She watched Mr. Wyck's face.

“Got it?” Mr. Wyck said, taking the joint from Allegra. “Get it?”

“Like, follow your heart?” Molly tried.

“Yeah, sort of, sweetheart.” Mr. Wyck lifted his glass at her and winked. “The Weathermen,” he went on, “they haven't killed anyone. Their violence is directed at the establishment, not at individuals.”

“The real violence is done when nothing is done,” Alice said, and Mr. Wyck looked at her, his eyebrows raised. “I mean,” she said, “isn't that their thesis?”

“Where did you hear that?” Mr. Wyck asked.

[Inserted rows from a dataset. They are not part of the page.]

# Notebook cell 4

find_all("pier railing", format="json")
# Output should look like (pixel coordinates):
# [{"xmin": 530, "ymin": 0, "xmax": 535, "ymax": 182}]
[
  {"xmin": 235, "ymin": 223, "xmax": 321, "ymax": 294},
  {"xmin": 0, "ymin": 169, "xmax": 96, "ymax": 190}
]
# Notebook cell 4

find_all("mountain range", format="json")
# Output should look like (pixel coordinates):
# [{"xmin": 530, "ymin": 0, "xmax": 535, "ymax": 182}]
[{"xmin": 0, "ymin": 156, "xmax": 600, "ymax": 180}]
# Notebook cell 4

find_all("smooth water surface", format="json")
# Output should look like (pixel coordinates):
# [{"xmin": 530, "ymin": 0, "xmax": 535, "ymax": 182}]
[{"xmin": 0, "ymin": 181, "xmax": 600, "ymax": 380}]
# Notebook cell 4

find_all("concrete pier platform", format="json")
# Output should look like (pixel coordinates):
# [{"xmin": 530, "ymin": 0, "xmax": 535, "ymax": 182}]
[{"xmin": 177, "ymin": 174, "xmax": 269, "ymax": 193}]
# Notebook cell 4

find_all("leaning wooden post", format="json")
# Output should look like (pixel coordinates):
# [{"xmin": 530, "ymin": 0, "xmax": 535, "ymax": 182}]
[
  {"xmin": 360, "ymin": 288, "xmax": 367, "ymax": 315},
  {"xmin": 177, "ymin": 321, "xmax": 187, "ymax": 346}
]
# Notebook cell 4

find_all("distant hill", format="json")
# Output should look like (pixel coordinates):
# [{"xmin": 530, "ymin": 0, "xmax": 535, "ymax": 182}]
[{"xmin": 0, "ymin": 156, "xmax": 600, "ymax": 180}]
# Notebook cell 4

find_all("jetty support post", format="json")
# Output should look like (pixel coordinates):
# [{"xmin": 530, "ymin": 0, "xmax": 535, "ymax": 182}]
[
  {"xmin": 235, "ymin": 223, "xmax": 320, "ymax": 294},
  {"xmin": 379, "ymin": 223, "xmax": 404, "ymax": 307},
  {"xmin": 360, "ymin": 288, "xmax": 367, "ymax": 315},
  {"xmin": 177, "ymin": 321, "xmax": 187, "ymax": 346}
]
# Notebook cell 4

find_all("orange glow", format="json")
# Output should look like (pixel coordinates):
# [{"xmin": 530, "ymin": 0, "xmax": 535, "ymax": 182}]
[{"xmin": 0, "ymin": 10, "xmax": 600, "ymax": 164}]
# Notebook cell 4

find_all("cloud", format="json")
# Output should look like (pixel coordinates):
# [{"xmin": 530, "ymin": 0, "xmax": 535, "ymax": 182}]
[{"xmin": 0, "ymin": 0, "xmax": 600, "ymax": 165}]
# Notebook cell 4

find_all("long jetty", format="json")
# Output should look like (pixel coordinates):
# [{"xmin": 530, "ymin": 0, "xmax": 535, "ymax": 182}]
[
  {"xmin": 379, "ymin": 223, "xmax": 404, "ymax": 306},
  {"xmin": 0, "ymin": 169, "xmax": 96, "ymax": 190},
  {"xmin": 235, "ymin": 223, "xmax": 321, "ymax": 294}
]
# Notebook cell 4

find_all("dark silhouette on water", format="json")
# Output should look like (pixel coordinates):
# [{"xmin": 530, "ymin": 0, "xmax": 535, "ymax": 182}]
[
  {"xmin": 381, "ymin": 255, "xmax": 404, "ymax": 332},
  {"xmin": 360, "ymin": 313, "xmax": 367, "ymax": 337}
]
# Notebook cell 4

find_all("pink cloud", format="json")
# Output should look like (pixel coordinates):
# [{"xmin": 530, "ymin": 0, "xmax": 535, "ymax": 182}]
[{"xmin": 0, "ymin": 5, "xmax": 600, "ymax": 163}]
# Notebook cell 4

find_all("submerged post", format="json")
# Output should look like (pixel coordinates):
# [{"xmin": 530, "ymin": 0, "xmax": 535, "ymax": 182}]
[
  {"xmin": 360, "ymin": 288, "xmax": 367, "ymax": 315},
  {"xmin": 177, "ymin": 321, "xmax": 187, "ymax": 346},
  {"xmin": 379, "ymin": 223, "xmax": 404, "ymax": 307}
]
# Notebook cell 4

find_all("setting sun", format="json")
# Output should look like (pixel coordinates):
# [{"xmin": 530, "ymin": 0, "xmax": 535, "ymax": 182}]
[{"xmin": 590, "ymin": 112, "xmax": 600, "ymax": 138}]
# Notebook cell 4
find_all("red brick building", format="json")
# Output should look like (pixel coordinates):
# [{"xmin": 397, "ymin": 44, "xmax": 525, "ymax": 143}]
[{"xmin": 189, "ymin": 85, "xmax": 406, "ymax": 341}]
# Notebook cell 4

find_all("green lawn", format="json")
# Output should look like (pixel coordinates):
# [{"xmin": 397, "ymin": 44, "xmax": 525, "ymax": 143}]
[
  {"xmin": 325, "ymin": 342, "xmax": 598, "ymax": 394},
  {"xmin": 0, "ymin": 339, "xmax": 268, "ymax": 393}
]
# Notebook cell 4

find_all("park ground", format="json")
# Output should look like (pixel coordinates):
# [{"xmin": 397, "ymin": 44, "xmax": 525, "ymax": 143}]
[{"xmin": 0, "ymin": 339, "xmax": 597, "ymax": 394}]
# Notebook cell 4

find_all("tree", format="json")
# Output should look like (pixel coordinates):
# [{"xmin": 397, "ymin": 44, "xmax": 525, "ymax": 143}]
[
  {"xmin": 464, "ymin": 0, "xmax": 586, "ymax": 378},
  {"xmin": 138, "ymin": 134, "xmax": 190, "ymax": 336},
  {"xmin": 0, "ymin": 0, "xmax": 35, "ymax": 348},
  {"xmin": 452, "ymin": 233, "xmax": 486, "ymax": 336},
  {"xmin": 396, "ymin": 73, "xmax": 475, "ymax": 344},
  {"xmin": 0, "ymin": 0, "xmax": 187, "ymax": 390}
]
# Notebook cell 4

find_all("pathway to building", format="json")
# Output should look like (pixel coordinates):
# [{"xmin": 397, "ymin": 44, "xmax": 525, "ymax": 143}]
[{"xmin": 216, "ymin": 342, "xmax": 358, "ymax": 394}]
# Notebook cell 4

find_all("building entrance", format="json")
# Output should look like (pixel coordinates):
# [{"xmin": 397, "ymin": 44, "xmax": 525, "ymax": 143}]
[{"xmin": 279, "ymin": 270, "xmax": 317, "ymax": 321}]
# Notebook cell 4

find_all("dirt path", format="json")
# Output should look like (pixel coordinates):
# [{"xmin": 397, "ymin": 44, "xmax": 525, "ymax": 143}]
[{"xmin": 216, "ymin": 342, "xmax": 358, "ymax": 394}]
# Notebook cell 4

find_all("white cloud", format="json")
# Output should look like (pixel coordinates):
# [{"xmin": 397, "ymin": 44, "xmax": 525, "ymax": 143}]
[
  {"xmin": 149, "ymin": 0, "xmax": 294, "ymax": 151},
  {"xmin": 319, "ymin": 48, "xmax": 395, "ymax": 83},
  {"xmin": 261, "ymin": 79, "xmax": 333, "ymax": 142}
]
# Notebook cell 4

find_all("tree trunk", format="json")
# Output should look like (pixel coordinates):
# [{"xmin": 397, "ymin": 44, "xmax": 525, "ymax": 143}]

“I read it. I guess in the
Times
,” Alice said. She was fascinated by the Weathermen. They went where no one else could. They were quick and invisible, a revolutionary shadow. They'd freed Timothy Leary from prison, blown up part of the Capitol. When Bernardine Dohrn spoke, ­everyone listened. She was just a girl like Alice, which had mystified Alice at first, that they let her speak for them, but then the magic of it came to her: a fearless woman, a revolutionary child. What was more serious than that—was anything more frightening? She was the sane and intelligent version of Squeaky Fromme. Dohrn and Ayers were still in hiding, but it was rumored that the group couldn't hold out much longer. “You
know
them?” she said to Mr. Wyck.

“They've been here,” he said. “Sitting where you're sitting.”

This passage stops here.